Was wollen die alle hier?, fragte ich mich und ging auf die Masse zu. Sie hatte sich ringförmig um ein Zentrum aufgestellt; das blieb frei, ich konnte es aber nicht erkennen. Ich bin zwar groß wie jeder sehen kann, trotzdem konnte ich über die Menge nicht hinwegblicken. Also ging ich näher heran, um den Sinn dieser albernen Ansammlung zu klären. Die Menschen verhielten sich unnatürlich ruhig, als hätte die Spannung ihnen die Kehlen zugeschnürt. Das waren doch alles Kinder, die auf die Bescherung warteten - wie töricht die Masse doch ist! Sie schienen alle zu wissen, was sie erwartete - nur ich wußte es nicht - was für ein Pack! Als ich in ihre Reihen trat, sah ich in ihre Gesichter; ernst, ihre Blicke erwartungshungrig nach vorne gerichtet. Sie sprachen nicht und schenkten auch dem Nebenmann, der dichtgedrängt daneben stand, keine Beachtung. Obwohl ich mich weiter vorwärtsdrückte, konnte ich das Zentrum immer noch nicht ausmachen. Alle warteten, still, ohne Gier, in Erwartung irgendeiner Zeremonie - haben die sie noch alle?

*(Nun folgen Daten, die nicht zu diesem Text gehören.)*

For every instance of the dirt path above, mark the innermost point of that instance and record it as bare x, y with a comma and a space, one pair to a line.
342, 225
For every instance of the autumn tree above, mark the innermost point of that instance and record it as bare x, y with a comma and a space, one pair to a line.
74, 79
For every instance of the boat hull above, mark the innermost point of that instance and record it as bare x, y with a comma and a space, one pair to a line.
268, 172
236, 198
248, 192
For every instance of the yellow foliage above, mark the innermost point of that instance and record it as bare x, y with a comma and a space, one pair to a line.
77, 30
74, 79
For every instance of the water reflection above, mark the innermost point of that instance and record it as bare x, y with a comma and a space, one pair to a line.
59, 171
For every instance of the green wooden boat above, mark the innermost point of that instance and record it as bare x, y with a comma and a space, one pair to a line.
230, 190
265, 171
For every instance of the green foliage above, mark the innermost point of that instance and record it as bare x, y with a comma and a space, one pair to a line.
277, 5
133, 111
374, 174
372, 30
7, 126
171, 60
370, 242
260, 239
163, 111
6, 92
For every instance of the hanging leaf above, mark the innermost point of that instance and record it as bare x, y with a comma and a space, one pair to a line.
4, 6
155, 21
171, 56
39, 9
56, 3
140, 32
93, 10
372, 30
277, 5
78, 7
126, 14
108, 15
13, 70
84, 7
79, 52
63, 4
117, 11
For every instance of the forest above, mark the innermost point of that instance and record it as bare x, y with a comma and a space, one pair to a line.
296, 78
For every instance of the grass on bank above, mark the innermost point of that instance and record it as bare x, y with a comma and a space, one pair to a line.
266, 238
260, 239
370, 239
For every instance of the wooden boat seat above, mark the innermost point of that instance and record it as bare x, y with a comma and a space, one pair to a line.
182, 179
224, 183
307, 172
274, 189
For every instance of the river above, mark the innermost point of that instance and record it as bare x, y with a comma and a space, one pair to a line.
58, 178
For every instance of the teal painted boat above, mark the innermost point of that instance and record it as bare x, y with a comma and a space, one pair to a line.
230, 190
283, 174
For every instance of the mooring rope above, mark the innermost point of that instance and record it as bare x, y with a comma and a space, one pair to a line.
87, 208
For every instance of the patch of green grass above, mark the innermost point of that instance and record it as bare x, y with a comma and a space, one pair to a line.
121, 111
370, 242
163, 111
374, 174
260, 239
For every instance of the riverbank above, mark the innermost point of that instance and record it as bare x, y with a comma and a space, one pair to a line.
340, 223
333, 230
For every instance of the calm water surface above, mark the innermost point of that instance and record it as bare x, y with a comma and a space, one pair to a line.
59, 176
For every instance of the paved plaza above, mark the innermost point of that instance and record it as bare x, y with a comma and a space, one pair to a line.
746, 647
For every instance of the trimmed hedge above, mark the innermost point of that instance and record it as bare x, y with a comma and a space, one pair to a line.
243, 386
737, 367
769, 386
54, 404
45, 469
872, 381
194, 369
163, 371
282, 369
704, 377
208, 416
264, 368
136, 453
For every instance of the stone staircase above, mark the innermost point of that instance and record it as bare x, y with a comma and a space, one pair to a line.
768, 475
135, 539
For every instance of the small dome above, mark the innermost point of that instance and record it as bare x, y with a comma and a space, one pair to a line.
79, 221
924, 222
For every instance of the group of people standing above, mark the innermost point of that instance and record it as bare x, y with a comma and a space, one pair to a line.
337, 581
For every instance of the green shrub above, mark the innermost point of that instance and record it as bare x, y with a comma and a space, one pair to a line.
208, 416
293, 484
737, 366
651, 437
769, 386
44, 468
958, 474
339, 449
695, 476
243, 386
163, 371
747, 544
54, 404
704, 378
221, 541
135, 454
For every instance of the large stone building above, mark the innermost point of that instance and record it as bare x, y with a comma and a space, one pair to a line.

Ich schob den nächsten sanft beiseite, damit ich mehr sehen konnte. Er wich zur Seite, und ich konnte vor ihn treten. Auch die folgende Person machte mir Platz. Schon konnte ich einen weiteren Schritt nach vorne machen, doch ich sah noch immer nichts. Nach und nach arbeitete ich mich weiter voran. Wenig später war es soweit: ich war in der ersten Reihe angelangt.

Folgendes Bild bot sich mir: Die Menge hatte in Form eines Halbkreises eine Bühne umstellt. Diese war aus Stahlelementen zusammengebaut mit Treppen an den Seiten. Kein Mensch war auf ihr oder in ihrer unmittelbaren Nähe zu sehen. Die Menschen hielten einen Abstand von einigen Metern ohne jede Absperrung ein.

Ich wartete rund eine Viertel Stunde, es veränderte sich nichts. Die Menschen blickten erwartungsvoll und stumm in die Mitte.

Ich hatte die Schnauze voll. Was sollte ich hier meine Zeit vergeuden? Es muß jetzt was geschehen - also verließ ich den Kreis und ging auf die Bühne zu. Vor der Mitte blieb ich stehen - keiner hinderte mich. In meinem Rücken war kein Geräusch zu hören, nur das stumme Atmen der Masse, ihre unmerklichen Bewegungen - keiner rief mir zu.

Ich wendete mich einer der Treppen zu und ging hinauf. Ich betrat die Mitte der Bühne und sah in die Menge. Jede und jeder blickte mich an. Ich sah, daß sie darauf warteten, daß ich sprach. Ja - das wollte ich gerne tun, was sind das alles für ferngesteuerte Idioten!

Also sprach ich zu ihnen über die Freiheit. Sie nahmen aber ihre Personaldokumente hervor und entfachten damit ein Feuer. Dann hielt ich eine flammende Rede über die Liebe. Sie nahmen aber gebrauchte Kondome und Damenbinden und warfen sie auf die Bühne. Ich ließ nicht locker und beschwor daraufhin den Tod in vielen Bildern. Doch sie sammelten den Dreck vom Boden und bewarfen mich damit. Ich erklärte ihnen die Vorteile der Technik und sie beschmissen mich mit ihren Brillen und dritten Zähnen.

Jetzt wußte ich, daß sie reif waren, die Bühne niederzureißen. Es hatten sich erste Tumulte gebildet. Einige drohten mir, andere hielten sie zurück. Zwischen ihnen brach Streit aus. Einer begann und rannte die Treppe hinauf. Er wollte mich vertreiben, doch ich schlug ihn  nieder - haha, wäre doch gelacht. Das teilte die Masse: einige jubelten, andere drohten. Diese riefen: "Du bist ein aufgeblasenes Schwein". Ich antwortete: "Ihr seid zu dumm, mich auszuschalten!"

Plötzlich fingen alle an zu lachen, sie prusteten und schlugen sich gegenseitig auf die Schenkel. Einer war noch in der Lage zu sprechen. Er sagte: "Alle Redner sind lächerlich so wie Du. Ihr seid wie unsere Kotze. Nur schnell den Bach runter damit."

Als ich von der Bühne ging, nahm keiner Notiz von mir. Ich sah wohl, daß meine Erfüllung nicht in der Bewunderung der Anderen liegen kann. Sie lachten weiter, und ich spürte, daß auch in meinem Herzen Freude aufkam - grundlos wie mir schien. Aber wahrscheinlich, weil ich begriff, daß ich niemand Besonderes bin - der Besondere, der es sich herausnimmt, auf Andere mit Verachtung herunter zu blicken. Es ist eine Erleichterung festzustellen, daß man gar nicht anders ist als Andere.